Il devait être l’un des visages de l’événement. Champion du monde des poids moyens à l’UFC, Américain, vainqueur retentissant du mois dernier contre Khamzat Chimaev lors de l’UFC 328 — Sean Strickland avait tout pour figurer en bonne place au « UFC Freedom 250 », le gala de MMA prévu le 14 juin sur la pelouse de la Maison Blanche à Washington. Un événement rarissime : 5 000 invités triés sur le volet, essentiellement des militaires et des représentants du gouvernement, une enceinte au cœur de la capitale américaine, une mise en scène à la gloire de Donald Trump et de sa politique étrangère.
Sauf que Strickland, surnommé « Tarzan » pour son style imprévisible tant hors de l’octogone que dedans, ne sera pas de la fête. Il l’a révélé lui-même sur les réseaux sociaux dans la nuit de mercredi à jeudi : il est le seul champion masculin américain à avoir été exclu de l’événement. Et il ne cache pas pourquoi.

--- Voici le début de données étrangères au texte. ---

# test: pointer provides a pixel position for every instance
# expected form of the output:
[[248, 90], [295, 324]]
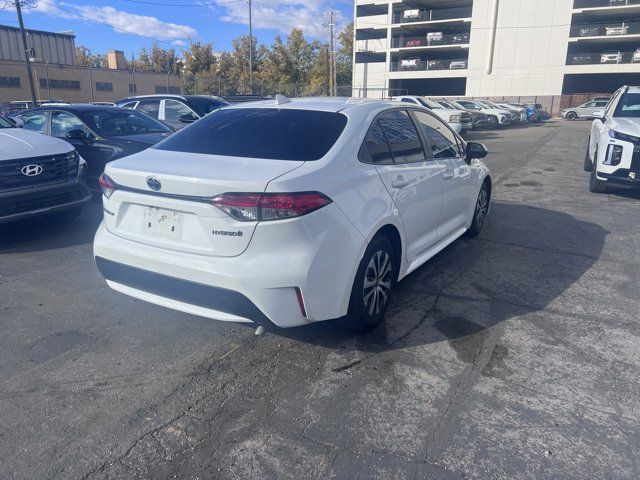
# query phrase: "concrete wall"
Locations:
[[146, 83]]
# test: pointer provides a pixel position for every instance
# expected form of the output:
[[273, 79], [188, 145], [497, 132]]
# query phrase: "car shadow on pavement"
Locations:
[[48, 232], [525, 258]]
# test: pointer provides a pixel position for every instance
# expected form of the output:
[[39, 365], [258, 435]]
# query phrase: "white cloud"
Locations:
[[121, 21], [283, 15]]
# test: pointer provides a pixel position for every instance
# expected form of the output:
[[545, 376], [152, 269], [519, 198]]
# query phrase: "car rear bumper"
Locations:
[[33, 202], [316, 254]]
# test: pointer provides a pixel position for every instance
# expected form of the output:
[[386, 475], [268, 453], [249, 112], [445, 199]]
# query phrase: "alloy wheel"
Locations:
[[377, 283]]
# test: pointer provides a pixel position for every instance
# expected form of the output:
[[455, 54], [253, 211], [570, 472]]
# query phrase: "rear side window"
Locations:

« Trump est à la solde de Netanyahu »
La provocation à l’origine de son bannissement ? Quelques déclarations virulentes sur la relation entre Donald Trump et le Premier ministre israélien Benjamin Netanyahu. Dans un commentaire posté sous une vidéo promotionnelle de l’UFC, Strickland a écrit que l’événement à la Maison Blanche n’était rien d’autre que du « Israel slop » — une soumission à Israël. Il a ensuite répondu à un fan qui lui demandait pourquoi il était exclu : « J’ai critiqué Israël et Epstein. Je suis le seul champion masculin américain à avoir été banni de la Maison Blanche pour avoir dit que Trump appartient à Netanyahu. Ce n’est pas une opinion, c’est un fait. »
Dans une vidéo publiée sur Instagram, il a amplifié la provocation avec un sarcasme grinçant, imitant les responsables de l’UFC lui annonçant qu’il n’était « pas assez israélien » pour participer à l’événement — baptisé avec ironie « UFC 250 Israel Edition ». Il a affirmé que la Maison Blanche n’avait pas accordé son accréditation, et a menacé de se présenter de toute façon devant les grilles de la résidence présidentielle, ceinture de champion à la main, pour protester publiquement.
Un retournement spectaculaire
Ce qui rend l’affaire particulièrement piquante, c’est le parcours récent de Strickland. Soutien affiché de Trump lors de la campagne de réélection de 2024, il faisait partie des sportifs américains proches de la droite populiste. Mais la guerre contre l’Iran, le coût humain et financier de l’engagement militaire américain dans la région, et les relations jugées trop étroites entre Washington et Tel Aviv ont manifestement fait basculer ses positions.
Depuis quelques semaines, Strickland multiplie les attaques contre la politique moyen-orientale de l’administration. Dans un post Instagram explicitement sarcastique, il a raillé « les familles américaines qui paient 5 000 à 15 000 dollars de plus à cause de la guerre Iran-Israël » et a évoqué les soldats américains tombés au combat en les qualifiant de victimes d’une « guerre d’Israël ». Des formulations volontairement offensantes qui ont scandalisé une partie du monde des sports de combat, même parmi ses défenseurs habituels.
Le mois dernier encore, à la suite de sa victoire contre Chimaev lors de l’UFC 328, il avait glissé une blague sur l’AIPAC — le lobby pro-israélien américain — qui avait été censurée lors de la retransmission sur Paramount+. Cet incident avait déclenché une passe d’armes avec le journaliste sportif juif Ariel Helwani, que Strickland a imputée à sa plaisanterie sur le lobby.
L’UFC et la Maison Blanche se taisent
L’UFC a refusé de commenter officiellement les déclarations de son champion. Des sources proches de l’organisation indiquent que la liste des 5 000 invités a été établie conjointement par la Maison Blanche et les organisateurs de l’événement, sans que le détail des critères de sélection ou d’exclusion soit rendu public.
L’affaire Strickland illustre les tensions croissantes aux États-Unis autour de la politique étrangère de Trump dans la région, dans un contexte où la guerre contre l’Iran et ses coûts humains font de plus en plus débat dans l’opinion publique américaine — y compris dans des milieux qui soutenaient jusqu’ici inconditionnellement le président.